Sie wird sich nun detailliert mit den Annahmen und Szenarien auseinandersetzen, die Deutschland bei der Berechnung der Entwicklung von Angebot und Nachfrage im Stromsektor zugrunde gelegt hat. Zu diesem Zweck holt sie auch Stellungnahmen zu der geplanten Maßnahme ein.
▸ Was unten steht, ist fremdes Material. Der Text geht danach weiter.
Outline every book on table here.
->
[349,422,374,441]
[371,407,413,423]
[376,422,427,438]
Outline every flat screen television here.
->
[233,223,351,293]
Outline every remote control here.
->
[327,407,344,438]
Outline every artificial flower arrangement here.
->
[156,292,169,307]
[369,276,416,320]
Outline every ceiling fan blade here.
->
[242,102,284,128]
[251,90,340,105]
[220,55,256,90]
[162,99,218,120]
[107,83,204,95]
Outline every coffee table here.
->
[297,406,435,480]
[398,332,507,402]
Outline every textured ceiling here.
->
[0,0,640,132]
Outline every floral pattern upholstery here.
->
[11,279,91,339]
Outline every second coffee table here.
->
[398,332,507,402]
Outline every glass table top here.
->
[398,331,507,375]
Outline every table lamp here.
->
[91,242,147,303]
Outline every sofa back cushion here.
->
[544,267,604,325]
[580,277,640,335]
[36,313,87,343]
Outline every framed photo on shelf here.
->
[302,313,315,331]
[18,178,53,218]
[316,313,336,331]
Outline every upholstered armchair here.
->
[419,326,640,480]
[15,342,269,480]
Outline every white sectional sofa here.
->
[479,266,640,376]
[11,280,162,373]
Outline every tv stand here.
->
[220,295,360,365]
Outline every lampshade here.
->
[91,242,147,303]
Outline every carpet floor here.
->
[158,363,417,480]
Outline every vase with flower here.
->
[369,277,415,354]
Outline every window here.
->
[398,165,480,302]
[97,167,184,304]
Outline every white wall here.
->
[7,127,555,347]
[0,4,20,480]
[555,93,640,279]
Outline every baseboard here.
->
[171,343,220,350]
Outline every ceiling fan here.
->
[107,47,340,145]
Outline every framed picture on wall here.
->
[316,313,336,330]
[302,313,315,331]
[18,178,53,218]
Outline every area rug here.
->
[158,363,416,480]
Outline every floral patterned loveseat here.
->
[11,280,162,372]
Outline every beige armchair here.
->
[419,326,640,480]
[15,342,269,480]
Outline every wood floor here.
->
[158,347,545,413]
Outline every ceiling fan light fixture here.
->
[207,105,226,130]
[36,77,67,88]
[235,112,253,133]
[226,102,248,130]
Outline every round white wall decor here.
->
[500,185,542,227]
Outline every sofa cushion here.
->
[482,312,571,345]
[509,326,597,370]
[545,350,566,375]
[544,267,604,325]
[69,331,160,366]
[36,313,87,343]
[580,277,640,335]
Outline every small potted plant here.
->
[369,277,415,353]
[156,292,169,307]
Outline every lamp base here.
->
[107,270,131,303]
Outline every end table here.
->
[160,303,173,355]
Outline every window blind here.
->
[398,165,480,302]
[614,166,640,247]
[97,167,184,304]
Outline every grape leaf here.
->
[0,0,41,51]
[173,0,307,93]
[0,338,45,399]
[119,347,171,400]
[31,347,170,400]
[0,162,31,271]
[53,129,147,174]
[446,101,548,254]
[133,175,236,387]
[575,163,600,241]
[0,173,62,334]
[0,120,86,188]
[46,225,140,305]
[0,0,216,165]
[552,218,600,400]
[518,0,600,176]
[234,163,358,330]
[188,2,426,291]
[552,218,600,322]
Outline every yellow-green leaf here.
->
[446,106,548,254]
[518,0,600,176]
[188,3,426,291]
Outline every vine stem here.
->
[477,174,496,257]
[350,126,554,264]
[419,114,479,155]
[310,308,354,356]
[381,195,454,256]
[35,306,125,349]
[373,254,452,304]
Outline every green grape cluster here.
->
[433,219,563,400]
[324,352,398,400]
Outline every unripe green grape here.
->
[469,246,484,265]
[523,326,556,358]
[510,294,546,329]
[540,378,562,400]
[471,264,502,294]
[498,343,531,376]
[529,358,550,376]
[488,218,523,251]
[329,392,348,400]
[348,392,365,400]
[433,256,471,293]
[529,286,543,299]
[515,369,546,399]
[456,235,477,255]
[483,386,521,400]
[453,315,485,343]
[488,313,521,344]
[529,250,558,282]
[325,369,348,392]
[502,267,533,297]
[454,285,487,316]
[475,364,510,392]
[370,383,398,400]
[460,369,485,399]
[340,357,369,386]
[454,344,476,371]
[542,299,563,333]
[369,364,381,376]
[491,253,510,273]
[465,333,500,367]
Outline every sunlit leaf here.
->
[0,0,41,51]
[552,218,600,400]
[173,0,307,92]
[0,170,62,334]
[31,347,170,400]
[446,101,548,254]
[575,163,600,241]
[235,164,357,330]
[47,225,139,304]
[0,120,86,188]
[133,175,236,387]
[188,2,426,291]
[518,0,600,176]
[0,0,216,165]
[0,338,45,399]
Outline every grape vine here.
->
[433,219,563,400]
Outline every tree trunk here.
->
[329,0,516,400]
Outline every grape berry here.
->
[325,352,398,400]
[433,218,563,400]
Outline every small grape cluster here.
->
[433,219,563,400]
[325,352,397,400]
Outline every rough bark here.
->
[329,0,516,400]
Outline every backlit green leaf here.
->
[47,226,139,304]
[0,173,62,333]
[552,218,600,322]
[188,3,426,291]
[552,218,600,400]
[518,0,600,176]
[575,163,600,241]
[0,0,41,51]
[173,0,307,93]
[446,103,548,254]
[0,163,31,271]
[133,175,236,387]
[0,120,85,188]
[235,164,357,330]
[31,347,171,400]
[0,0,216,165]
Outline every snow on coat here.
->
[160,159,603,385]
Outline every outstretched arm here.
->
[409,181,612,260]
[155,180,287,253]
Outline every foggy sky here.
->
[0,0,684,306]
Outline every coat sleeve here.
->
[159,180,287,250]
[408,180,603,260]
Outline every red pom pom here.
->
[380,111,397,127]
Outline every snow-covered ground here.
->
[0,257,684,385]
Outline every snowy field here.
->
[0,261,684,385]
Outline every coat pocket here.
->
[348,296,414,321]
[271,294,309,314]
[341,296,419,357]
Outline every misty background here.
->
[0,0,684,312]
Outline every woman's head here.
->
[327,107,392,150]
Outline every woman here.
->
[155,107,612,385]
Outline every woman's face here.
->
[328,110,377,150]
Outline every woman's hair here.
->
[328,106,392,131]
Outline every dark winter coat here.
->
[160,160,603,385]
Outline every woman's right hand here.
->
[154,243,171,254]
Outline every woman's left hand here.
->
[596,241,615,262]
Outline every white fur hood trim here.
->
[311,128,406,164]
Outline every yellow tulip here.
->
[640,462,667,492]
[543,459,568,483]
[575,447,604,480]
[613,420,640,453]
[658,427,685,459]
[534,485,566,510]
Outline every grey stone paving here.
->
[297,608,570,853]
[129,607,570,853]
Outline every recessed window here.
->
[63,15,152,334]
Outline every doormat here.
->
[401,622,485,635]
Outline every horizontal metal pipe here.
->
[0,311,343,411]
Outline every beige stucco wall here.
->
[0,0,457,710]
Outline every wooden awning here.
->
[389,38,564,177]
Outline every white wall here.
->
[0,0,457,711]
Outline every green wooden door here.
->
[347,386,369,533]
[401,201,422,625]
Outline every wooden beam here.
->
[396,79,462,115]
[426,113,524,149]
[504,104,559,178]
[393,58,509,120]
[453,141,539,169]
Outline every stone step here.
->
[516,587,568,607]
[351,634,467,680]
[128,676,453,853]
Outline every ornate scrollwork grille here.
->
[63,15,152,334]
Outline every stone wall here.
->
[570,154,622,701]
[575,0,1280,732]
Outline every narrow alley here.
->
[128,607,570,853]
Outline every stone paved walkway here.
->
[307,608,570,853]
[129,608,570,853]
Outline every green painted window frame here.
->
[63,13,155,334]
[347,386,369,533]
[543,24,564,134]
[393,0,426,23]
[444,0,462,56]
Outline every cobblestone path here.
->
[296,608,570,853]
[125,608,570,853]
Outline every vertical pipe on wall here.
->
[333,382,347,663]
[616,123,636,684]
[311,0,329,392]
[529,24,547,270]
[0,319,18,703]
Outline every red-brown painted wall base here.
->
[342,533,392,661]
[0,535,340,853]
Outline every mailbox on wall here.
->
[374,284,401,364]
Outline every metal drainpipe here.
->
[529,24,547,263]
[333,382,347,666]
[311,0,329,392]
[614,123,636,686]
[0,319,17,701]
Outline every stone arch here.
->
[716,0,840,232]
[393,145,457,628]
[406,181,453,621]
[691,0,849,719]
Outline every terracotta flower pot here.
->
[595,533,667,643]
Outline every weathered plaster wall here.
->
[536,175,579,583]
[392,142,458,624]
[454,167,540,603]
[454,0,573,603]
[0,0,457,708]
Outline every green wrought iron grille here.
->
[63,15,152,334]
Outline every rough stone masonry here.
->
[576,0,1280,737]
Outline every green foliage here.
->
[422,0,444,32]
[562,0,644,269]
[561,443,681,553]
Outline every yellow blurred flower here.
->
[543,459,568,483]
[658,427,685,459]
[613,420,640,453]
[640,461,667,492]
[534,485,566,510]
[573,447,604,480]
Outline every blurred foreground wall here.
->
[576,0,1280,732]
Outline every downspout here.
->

Die Kommission hat momentan offensichtlich auch den Eindruck, heißt es in der Mitteilung aus Brüssel, dass Deutschland gar nicht plant die Kapazitätsreserve aufzulösen nachdem sämtliche Reformen auf dem deutschen Strommarkt bereits greifen. So wie die EU das darstellt soll die deutsche Regelung soll ab Winter 2018/2019 zunächst zwei Jahre lang gelten. Danach könnte die ursprüngliche Reserve von 2 GW verlängert und aufgestockt werden. „Selbst wenn sich die Auffassung Deutschlands, dass die Kapazitätsreserve erforderlich ist, bestätigen sollte, könnte die Maßnahme also auch dann noch durchgeführt werden, wenn sie nicht länger benötigt wird“, heißt es in der Mitteilung der Brüsseler Wettbewerbskommission.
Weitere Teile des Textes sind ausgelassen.